To many, the original Star Trek is science fiction epitomised. That’s not because it looks or sounds the prettiest (moderate budget television in the 1960s didn’t get you very far in this regard), it’s because, first and foremost, Star Trek has always been about ideas. The idea of a united Earth working together to explore the unexplored is enough to make you look past the silly sets and polystyrene rocks. Though there have been four subsequent TV series (including one animated one) and 11 films, all with hugely increased production values, none (perhaps with the exception of Wrath Of Khan (1982)) have captured the awe-inspiring simplicity of Gene Roddenberry’s original vision.
Enter now, the 2009 reboot Star Trek which was sorely needed after the bloated and extremely average Nemesis (2002). Star Trek then represented a new start, not only literally but also emotionally: the chance to regain the sense of wonder at what humanity as a species could achieve that made the original series so special. Despite all the film’s faults (Chris Pine’s arboreal performance and the grossest misuse of lens flare in the history of cinema to name but two) it at least succeeded in this regard. Seeing Kirk, Spock et al. rally together in the film’s climax provided, however fleeting, a glimpse of the original series’ emotional punch.
The J.J. Abrams helmed franchise now faces the dreaded sequel. Now that all of the relevant protagonists are on the same page, can their united effort against a common villain, Benedict Cumberbatch’s John Harrison, be as compelling as all their internal squabbling was in the first (or 11th ) time round? Cinema goers as a species love origin stories, hence why so many superhero movies seem to get rebooted every decade or so, so it will be testament to Into Darkness’ greatness, or lack thereof, if it can keep their collective attention held.
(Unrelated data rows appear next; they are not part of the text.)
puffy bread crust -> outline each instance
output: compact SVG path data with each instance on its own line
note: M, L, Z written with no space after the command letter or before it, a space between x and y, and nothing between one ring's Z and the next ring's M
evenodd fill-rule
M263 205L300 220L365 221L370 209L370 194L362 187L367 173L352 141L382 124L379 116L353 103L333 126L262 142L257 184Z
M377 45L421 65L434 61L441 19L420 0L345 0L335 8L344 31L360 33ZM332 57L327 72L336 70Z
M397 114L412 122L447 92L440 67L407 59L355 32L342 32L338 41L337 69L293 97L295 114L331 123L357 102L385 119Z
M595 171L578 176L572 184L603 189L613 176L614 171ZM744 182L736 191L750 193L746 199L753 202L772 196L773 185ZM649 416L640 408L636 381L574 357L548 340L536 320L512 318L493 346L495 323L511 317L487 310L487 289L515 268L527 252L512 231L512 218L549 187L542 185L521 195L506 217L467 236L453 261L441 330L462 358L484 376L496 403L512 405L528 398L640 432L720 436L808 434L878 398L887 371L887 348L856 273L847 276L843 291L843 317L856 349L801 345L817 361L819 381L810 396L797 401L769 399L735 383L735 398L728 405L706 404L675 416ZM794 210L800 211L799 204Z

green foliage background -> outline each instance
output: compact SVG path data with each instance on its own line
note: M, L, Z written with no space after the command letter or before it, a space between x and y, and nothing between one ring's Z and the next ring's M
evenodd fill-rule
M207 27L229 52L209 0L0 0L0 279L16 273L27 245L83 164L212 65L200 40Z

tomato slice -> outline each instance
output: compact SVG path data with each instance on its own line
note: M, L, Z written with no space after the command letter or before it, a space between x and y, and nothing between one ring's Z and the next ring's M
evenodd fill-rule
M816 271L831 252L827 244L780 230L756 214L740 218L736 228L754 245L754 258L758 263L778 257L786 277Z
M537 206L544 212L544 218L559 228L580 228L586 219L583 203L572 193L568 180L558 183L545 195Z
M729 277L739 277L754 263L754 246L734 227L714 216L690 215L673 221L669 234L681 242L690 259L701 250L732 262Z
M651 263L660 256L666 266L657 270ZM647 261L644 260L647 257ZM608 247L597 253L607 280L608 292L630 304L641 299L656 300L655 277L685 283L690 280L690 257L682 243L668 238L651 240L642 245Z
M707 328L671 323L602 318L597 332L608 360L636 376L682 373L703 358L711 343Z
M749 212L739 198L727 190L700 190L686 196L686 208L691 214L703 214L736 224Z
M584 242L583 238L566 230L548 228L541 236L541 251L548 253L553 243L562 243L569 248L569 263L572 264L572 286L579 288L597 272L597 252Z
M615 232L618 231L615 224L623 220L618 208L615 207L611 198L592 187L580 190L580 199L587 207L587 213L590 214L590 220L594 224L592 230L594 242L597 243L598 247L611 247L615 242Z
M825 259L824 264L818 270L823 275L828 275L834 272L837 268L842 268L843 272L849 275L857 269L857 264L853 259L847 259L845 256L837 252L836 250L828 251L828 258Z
Well what does the trailer promise us? One thing that will stick out to most is Cumberbatch’s slimy, emotionless villain. Cumberbatch is one of the most consistent British actors working today so the time feels right, what with him being both Smaug and Sherlock and all, for a star-making role. Tom Hardy had Bane, hopefully now Benedict Cumberbatch will have John Harrison. Certainly his unflappable coolness and hate-filled baritone will make for an emotive performance (I don’t think I will ever get sick of hearing him contemptuously utter, “I will walk over your cold corpses”).
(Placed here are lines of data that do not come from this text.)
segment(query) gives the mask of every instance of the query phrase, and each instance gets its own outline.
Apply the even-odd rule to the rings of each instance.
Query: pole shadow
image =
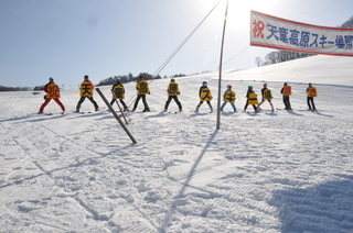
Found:
[[[158,231],[159,231],[160,233],[165,233],[165,232],[167,232],[167,226],[168,226],[170,220],[172,219],[173,213],[174,213],[174,211],[175,211],[175,209],[176,209],[176,204],[175,204],[175,203],[176,203],[176,202],[179,201],[179,199],[184,195],[184,191],[185,191],[185,189],[189,187],[190,180],[192,179],[193,174],[194,174],[196,167],[199,166],[199,164],[200,164],[200,162],[202,160],[203,156],[206,154],[206,151],[207,151],[207,148],[210,147],[210,145],[211,145],[211,143],[213,142],[213,140],[214,140],[214,137],[216,136],[216,134],[217,134],[217,130],[215,130],[215,131],[212,133],[212,135],[211,135],[211,137],[208,138],[205,147],[202,149],[201,154],[199,155],[195,164],[194,164],[194,165],[192,166],[192,168],[190,169],[185,182],[183,184],[183,186],[182,186],[182,188],[180,189],[179,193],[175,196],[174,201],[171,203],[170,209],[169,209],[168,212],[167,212],[167,215],[165,215],[165,218],[164,218],[163,224],[158,229]]]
However, one of the more promising aspects of the plot is that the majority of the conflict seems to take place on Earth or at least in its orbit. This may not sound like a big deal but it does birth an interesting dynamic: when the USS Enterprise has explored the farthest stretches of the galaxy, what does it mean when their home is under attack? This trope is slightly overused, to the point where one can’t help but think it analogous to how all movies based on sitcoms feel the need to go to a foreign country, but the intrigue is still undeniable. In fact, this sums up my feelings to any new Star Trek movie: even though I’ve seen it all a thousand times before, I will always be back for more.